The pastor threw a question to the crowd, "When you see suffering, what does it do to you?" Then, he gave out a warning, "If we are not moved to action, we will become indifferent."
Litton insinuated that the reason behind the declining baptisms and the loss of members could very well be because they have already forgotten to be Christ's representation of compassion in their communities and place of assignments.
"We may yet discover as Southern Baptists that our declining baptisms is really due to the fact that our churches and our people have become separated from the heart of their communities," he directly stated.
He continued saying that people have chosen to be isolated from the pain and suffering around them, turning a blind eye and thinking it is somebody else's issue.
"We can't say we're the greatest mission-sending body in the world and have a heart that lacks Jesus' compassion," Litton emphasized, as quoted by Illinois Baptist.
'Gut Punch' To Move People To Action
Preaching from Matthew 9:35-38, he intensely shared that Jesus had a 'gut punch' in Scripture multiple times, which prompted Him to weep for His people, heal the sick, and free the demon-possessed, and that SBC should have this gut-level compassion too.
According to Baptist Paper, Litton urged the congregation to respond with compassion to the recommendations of the Sexual Abuse Task Force and allow the gut punch to make them feel the suffering and trauma the victims have encountered and act on it, like how Jesus' gut punch moved Him to action, running towards all the hurting.
"When you see something do not look away," the pastor of Redemption Church in Saraland, Alabama challenged.

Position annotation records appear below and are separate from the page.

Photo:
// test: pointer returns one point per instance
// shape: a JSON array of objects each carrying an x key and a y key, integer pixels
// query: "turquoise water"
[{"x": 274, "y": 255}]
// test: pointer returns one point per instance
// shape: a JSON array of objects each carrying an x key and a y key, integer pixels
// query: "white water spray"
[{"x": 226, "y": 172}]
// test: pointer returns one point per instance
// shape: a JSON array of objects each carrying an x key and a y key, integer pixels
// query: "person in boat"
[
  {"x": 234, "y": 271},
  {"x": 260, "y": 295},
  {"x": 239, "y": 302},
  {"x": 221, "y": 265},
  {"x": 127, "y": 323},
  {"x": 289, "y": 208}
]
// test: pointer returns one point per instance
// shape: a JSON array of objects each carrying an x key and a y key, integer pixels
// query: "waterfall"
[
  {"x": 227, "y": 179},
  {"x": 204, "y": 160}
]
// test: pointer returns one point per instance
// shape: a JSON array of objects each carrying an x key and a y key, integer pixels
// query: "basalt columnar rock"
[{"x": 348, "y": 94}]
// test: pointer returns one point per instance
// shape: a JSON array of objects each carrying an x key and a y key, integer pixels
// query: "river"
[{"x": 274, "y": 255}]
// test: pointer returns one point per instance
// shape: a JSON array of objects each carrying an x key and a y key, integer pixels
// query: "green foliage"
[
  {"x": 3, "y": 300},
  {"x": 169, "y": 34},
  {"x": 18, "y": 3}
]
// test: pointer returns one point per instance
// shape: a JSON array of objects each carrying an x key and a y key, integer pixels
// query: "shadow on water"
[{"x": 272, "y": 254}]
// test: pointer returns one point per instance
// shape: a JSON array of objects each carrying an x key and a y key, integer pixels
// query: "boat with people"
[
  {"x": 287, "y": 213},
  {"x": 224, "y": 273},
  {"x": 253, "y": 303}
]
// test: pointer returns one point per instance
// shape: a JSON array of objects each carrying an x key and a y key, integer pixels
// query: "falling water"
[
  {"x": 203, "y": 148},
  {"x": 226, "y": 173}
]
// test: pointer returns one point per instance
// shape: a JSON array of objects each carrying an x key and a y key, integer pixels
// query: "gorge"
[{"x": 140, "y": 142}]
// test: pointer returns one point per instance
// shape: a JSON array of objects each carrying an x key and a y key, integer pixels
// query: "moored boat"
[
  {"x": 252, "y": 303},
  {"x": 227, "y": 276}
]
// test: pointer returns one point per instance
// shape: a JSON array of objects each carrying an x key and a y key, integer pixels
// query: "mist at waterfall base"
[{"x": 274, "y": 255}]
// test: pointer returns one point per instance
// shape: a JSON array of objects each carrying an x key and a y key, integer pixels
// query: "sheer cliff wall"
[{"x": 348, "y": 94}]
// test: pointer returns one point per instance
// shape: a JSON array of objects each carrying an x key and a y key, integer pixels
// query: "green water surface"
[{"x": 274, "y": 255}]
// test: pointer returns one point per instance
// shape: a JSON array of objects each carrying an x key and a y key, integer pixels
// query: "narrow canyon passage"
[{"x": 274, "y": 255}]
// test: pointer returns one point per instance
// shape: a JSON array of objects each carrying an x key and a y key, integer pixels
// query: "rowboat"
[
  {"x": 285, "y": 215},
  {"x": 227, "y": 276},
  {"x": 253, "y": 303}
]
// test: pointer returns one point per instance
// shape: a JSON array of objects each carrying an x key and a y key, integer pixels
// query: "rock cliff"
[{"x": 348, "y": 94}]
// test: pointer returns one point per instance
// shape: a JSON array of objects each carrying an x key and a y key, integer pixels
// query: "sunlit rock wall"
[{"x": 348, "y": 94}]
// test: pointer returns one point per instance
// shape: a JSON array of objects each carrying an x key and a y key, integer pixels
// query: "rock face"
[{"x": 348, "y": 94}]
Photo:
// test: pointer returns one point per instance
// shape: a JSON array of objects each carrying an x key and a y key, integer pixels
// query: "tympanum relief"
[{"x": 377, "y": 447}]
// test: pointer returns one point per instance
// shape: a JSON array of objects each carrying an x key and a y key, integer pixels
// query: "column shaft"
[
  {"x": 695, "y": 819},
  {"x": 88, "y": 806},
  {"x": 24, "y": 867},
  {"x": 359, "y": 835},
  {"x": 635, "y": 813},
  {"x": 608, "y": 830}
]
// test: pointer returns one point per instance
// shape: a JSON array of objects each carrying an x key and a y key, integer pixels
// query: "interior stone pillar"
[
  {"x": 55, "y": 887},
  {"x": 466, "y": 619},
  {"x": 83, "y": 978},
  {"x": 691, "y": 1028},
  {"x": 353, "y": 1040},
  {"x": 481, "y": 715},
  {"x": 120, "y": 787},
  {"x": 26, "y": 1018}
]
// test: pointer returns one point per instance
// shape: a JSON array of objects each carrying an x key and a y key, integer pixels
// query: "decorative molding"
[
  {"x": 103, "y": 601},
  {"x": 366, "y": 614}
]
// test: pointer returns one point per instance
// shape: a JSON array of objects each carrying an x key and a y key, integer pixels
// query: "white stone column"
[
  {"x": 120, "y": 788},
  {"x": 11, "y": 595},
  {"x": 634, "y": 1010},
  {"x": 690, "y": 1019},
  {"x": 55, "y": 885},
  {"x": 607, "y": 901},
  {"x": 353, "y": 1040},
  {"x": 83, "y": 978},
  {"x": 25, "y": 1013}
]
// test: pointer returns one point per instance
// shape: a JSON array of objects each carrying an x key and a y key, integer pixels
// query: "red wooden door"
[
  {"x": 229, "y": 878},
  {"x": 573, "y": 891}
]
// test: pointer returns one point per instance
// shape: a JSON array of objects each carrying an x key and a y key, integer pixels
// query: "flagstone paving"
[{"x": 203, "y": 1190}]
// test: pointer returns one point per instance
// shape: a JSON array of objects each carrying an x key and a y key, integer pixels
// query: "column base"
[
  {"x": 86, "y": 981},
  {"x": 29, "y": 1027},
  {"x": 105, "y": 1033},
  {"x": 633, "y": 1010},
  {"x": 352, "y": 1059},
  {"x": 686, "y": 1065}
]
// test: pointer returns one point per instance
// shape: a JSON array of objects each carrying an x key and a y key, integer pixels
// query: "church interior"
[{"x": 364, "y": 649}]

Show Compassion For People Affected By Eventual Ruling On Abortion
Litton further challenged the members of SBC to eventually show compassion for people who will be affected once the Supreme Court rules against abortion, reminding the congregation that girls will still get pregnant and guys will still be irresponsible but the work of the church is still to help, strengthen and lead them to the truth and to Christ, and stressing that when Roe ends, their work as Southern Baptists begins.
In his last sermon as President of SBC, he gave the powerful reminder, "The work of loving people... is to love in the name of Jesus."